ガニメデの優しい巨人 (J・P・ホーガン・著)を読みました!

木星の衛星ガニメデで発見された、太陽系の先代文明の宇宙船。今は亡き第五惑星ミネルヴァに住んでいた地球人の祖先ルナリアンの他に、さらに全く別の異星人ガニメアンがいたことが分かった。彼らは古代の地球を訪問し、動植物を連れ去ったと思われる。

彼らの謎を解こうと調査を続けるうち、使い道のわからない機械を動かす実験を行う。電力を食うわりに何の反応もないと思われたその時、深宇宙からの帰還者が、実は機械から放たれていた信号に呼応してガニメデに向かっていた。

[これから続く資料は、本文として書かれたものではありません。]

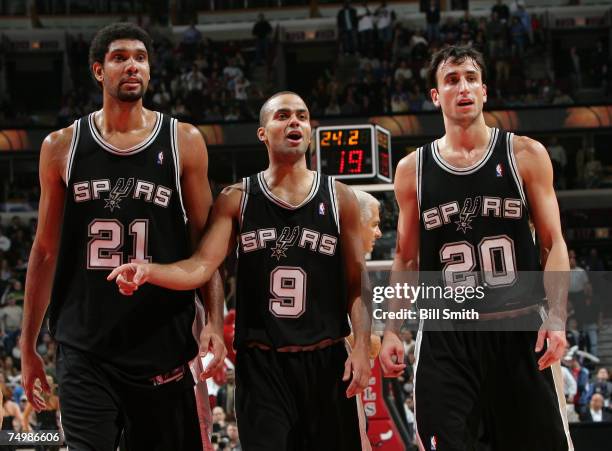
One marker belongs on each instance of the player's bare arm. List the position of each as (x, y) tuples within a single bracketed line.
[(197, 199), (43, 258), (536, 171), (405, 260), (358, 362), (218, 241)]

前作の感想でも書いたのですが、この作品はSF的な理屈で進めるお話。議論の部分がすごく多くて、イベントは少ない。

宇宙人が来て、地球人に歓待される。おしまい。

トラブルは全然なく、宇宙人はいい人たちで、出来事をもとにプロット書くとほんとにそれだけです。これであの長さの小説になってるのって、すごいことだと思います。

謎に興味を持たせて、それが明らかになっていく過程で刺激を与える。あとはSF的なギミックに対する興味。

それは確かにSFの面白さの中核なのですが、ほとんどそれだけで引っ張ってる。本当に筆力がないと、こんなことはできない。

実際楽しく読めていて、さて感想書くぞとなって内容思い出した時に、「あれ? これだけ?」となって驚いているところなのです。ほんとすごい。